La buona scuola: la vacuità dell’azione sindacale

La protesta sindacale avverso “La buona scuola” riguarda aspetti marginali: gerarchie; scuola azienda; la titolarità e responsabilità dei docenti nei confronti degli alunni; la chiamata diretta dei docenti da parte dei dirigenti scolastici; metodi di valutazione degli insegnanti; disparità di trattamento tra gli assunti; forme di finanziamento; potere del dirigente scolastico; forme di incentivazione.

Scioperi che, per l’assenza di una visione sistemica, per la parzialità e la frammentarietà dell’oggetto di critica, sono di supporto al cambiamento indotto dalla legge 107.

Ben diversa sarebbe l’incisività della protesta se l’analisi del mutamento normativo fosse stata condotta a partire della qualità del servizio formativo-educativo-dell’istruzione-dell’insegnamento, all’interno del rapporto mondo contemporaneo-scuola.

Ben diversa sarebbe l’incisività della protesta se il testo della legge 107 fosse stato comparato a un modello di scuola desunto dalla dottrina scientifica e dalla normativa.

Ben diversa sarebbe l’incisività della protesta se fossero stati razionalmente e scientemente confezionati e diffusi messaggi atti a coinvolgere la popolazione intera.

La ratio legis è scolpita nell’art. 1, comma 1 della legge 107/2015: “Per affermare il ruolo centrale della scuola .. e per .. (elenco finalità) … la presente legge dà piena attuazione all’autonomia delle istituzioni scolastiche di cui all’articolo 21 della legge 15 marzo 1997, n. 59, e successive modificazioni.

La via maestra per conseguire i traguardi elencati è “la piena attuazione della legge 59/97”, via imboccata in spregio al sistema normativo repubblicano: la legge 59/97 è una legge delega e, come tale, priva d’efficacia.

Dare piena attuazione alla legge 59/97”, che decodificato significa: il governo D’Alema – Berlinguer, che ha elaborato il DPR 275/99, ha lavorato in modo lacunoso e superficiale.

Si devono correggere e cestinare parti della disposizione.

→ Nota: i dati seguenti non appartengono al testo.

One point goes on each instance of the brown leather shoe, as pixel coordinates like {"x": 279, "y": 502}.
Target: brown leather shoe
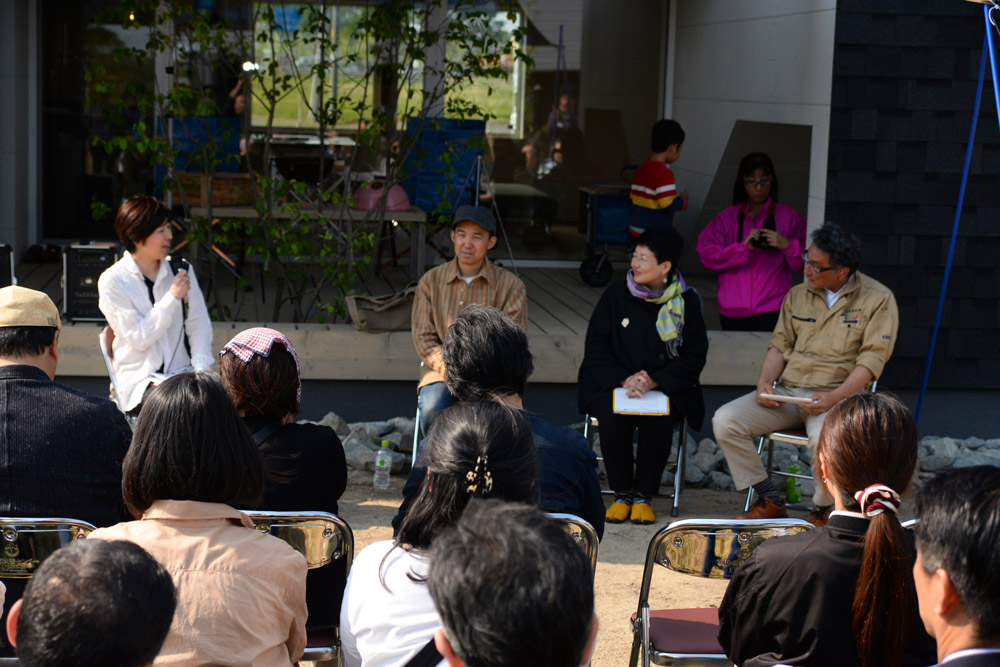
{"x": 818, "y": 516}
{"x": 765, "y": 508}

Il riferimento alla legge delega e non al DPR implica l’esistenza di due filosofie contrapposte:

L’autonomia delle istituzioni scolastica, si sostanzia nella progettazione e nella realizzazione di interventi di educazione, formazione e istruzione mirati allo sviluppo della persona umana” [DPR 275 – art. 1 – comma 2].

Gli estensori della legge 107 non possiedono le necessarie competenze progettuali per cogliere il senso della disposizione.

Un progetto prende avvio dall’esatta e scrupolosa specificazione dei traguardi.

Il paragrafo 7 della legge 107 non distingue, unificando, modalità operative e “obiettivi formativi individuati come prioritari”.

Il Piano dell’offerta formativa è elaborato dal collegio dei docenti sulla base degli indirizzi generali per le attività della scuola e delle scelte generali di gestione e di amministrazione definiti dal consiglio di circolo o di istituto” [DPR 275 – art. 3 – comma 3].

La struttura decisionale introdotta dalla legge 107 è concepita in spregio alla dottrina scientifica dell’organizzazione, fondamento del TU 297/94, e all’art. 37 del Decreto Legislativo 27 ottobre 2009, n. 150 che regola la Dirigenza pubblica.

Legge 15 marzo 1997, n. 59, e successive modificazioni”:

la modifica di una legge delega é ipotizzabile solo all’interno d’una cultura giuridica raffazzonata.